I am curious if there is a way to invert the integral $$f(x)=\int_x^a \frac{g(t)}{\sqrt{t-x}}dt$$ to solve for g(x) when f(x) is a known function. The integral from x to a makes this problem seem a little awkward.
I have found that it is possible to invert equations of the form $$ f(x)=\int_0^x \frac{g(t)}{(x-t)^\alpha}dt$$ for $0<\alpha<1$ by using the abel transform, but I dont think this applies.
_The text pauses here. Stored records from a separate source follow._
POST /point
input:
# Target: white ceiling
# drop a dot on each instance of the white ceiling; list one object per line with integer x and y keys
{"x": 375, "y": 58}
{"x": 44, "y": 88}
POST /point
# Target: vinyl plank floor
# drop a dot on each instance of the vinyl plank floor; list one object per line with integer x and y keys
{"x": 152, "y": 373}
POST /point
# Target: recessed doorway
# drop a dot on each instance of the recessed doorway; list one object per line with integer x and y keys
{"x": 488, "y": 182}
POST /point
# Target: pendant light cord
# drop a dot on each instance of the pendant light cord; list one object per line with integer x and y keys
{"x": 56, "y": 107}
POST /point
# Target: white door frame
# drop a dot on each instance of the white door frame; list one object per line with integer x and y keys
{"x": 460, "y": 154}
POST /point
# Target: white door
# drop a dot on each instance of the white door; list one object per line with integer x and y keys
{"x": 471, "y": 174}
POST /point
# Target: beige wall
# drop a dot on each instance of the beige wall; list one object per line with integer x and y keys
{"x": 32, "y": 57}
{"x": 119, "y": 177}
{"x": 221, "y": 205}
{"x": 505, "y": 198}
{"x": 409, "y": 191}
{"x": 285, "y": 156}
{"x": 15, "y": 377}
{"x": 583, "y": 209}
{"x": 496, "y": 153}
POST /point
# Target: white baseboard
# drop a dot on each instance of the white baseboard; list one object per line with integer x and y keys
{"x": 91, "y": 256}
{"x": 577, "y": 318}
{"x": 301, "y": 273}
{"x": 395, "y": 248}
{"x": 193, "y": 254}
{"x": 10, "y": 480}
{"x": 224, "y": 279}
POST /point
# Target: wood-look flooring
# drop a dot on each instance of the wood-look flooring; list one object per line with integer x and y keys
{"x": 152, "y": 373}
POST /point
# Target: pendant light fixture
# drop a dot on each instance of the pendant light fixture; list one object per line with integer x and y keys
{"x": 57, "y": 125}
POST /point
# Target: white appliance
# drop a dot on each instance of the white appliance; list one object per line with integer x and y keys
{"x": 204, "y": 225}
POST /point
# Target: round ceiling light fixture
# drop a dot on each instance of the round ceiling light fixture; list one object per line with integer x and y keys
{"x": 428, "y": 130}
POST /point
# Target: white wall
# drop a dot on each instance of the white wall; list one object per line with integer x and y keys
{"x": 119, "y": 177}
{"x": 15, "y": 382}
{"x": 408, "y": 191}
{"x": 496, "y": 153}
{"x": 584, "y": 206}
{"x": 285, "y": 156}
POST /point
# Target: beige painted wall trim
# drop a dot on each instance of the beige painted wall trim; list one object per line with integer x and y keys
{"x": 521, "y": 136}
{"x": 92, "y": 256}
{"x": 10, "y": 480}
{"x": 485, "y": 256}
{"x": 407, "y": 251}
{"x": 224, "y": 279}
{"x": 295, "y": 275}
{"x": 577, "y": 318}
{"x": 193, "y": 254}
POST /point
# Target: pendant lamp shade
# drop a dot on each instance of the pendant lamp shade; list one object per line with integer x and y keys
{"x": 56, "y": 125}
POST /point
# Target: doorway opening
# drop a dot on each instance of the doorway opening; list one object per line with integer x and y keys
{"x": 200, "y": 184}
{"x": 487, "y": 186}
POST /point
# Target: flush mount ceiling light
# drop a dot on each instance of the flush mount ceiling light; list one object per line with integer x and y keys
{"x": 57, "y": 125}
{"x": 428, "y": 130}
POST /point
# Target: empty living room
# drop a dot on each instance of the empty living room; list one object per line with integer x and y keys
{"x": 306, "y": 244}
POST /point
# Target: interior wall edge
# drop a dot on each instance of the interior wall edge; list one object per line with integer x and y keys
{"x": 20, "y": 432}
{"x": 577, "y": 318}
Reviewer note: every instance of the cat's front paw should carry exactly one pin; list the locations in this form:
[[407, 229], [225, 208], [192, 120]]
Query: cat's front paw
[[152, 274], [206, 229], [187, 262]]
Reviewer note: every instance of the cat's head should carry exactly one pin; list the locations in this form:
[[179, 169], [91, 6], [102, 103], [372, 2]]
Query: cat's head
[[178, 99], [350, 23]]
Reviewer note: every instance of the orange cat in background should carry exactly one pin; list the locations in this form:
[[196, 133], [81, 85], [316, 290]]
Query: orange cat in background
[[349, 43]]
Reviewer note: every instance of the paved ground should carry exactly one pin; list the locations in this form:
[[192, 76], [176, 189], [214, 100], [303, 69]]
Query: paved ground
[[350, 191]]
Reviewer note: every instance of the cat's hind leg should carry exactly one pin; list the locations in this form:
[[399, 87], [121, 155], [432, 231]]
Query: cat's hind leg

Define $L_\alpha$ by $$ (L_\alpha g)(x)=\int_0^x \frac{g(t)}{(x-t)^\alpha}\mathrm dt. $$ Then, using the change of variable $s=a-t$, one gets $$f(x)=\int_x^a \frac{g(t)}{\sqrt{t-x}}\mathrm dt=\int_0^{a-x} \frac{g(a-s)}{\sqrt{a-x-s}}\mathrm ds=(L_{1/2}h)(a-x),$$ where the function $h$ is defined by $h(t)=g(a-t)$ for every $t$. Thus, if one knows $f$ such that $$f(x)=\int_x^a \frac{g(t)}{\sqrt{t-x}}\mathrm dt$$ and if one can invert $L_{1/2}$, then one knows $h$ such that $(L_{1/2}h)(x)=f(a-x)$ hence one knows $g$ since $g(t)=h(a-t)$ for every $t$.